Need to stop greed in forex trade ranks
Agitation for radical transformation of banking system grows after scam by 17 banks
LIKE most things South African, there is a great deal of ritualism that accompanies the annual Budget exercise.
For Finance Minister Pravin Gordhan, a seasoned hand in presenting budgets, the predictable part of the choreography may lie in the mandatory recitation of a verse from the illuminati; for the writers of the economic survey it may entail repeating last year’s assurance that darkness is inevitably accompanied by light at the end of the tunnel; and for those who are dubbed corporate “honchos” it may lie in describing every budget as “responsible”, “innovative”, or even “path-breaking”.

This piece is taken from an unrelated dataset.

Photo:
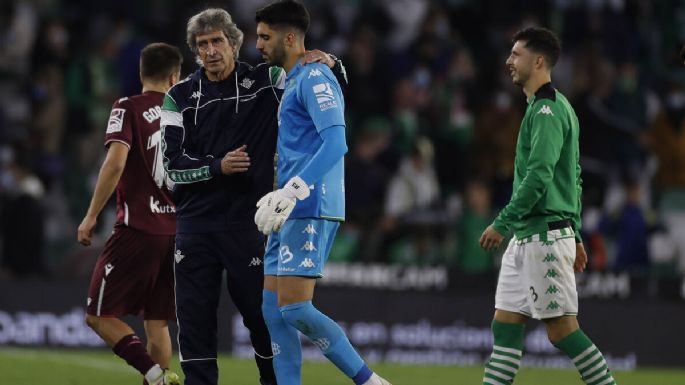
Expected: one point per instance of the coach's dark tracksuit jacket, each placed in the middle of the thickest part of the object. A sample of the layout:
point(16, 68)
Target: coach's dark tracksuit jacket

But when Gordhan presents his books of national accounts today, he would do so against the backdrop of President Jacob Zuma’s State of the Nation address and under the cloud of the financial crisis that has exposed the scam of 17 leading banks, including three South African, at the root of the country’s misery.
These banks were widely regarded as the acceptable face of banking.

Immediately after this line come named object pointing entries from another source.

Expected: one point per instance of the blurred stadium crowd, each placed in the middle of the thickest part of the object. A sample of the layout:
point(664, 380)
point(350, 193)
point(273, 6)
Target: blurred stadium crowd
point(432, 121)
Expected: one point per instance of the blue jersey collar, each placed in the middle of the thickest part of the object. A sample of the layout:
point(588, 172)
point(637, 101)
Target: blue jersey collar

There were no hidden charges in Zuma’s call for the stiffest penalties against the wrongdoers.
“If proven to be true it would confirm the pervasiveness of unbridled greed within the ranks of the forex trading sections of banks even after evidence that such behaviour has the potential to collapse the national and global financial system and bring about immeasurable pain to ordinary people as evidenced by the deep recession of 2008/9, which was triggered by banks conducting their business recklessly,” Zuma said.
Zuma must feel particularly aggrieved because he was demonised for the collapse of the rand following his cabinet changes in 2015.
There was the House of Assembly at its worst: blame shifting; moralising; and, above all, opportunistic pointscoring to the foul-mouths across the floor.
It is also the latest turn in a series of outsourcing controversies that have shaken public confidence in the government’s transformation agenda because the government is one of the banks’ biggest clients.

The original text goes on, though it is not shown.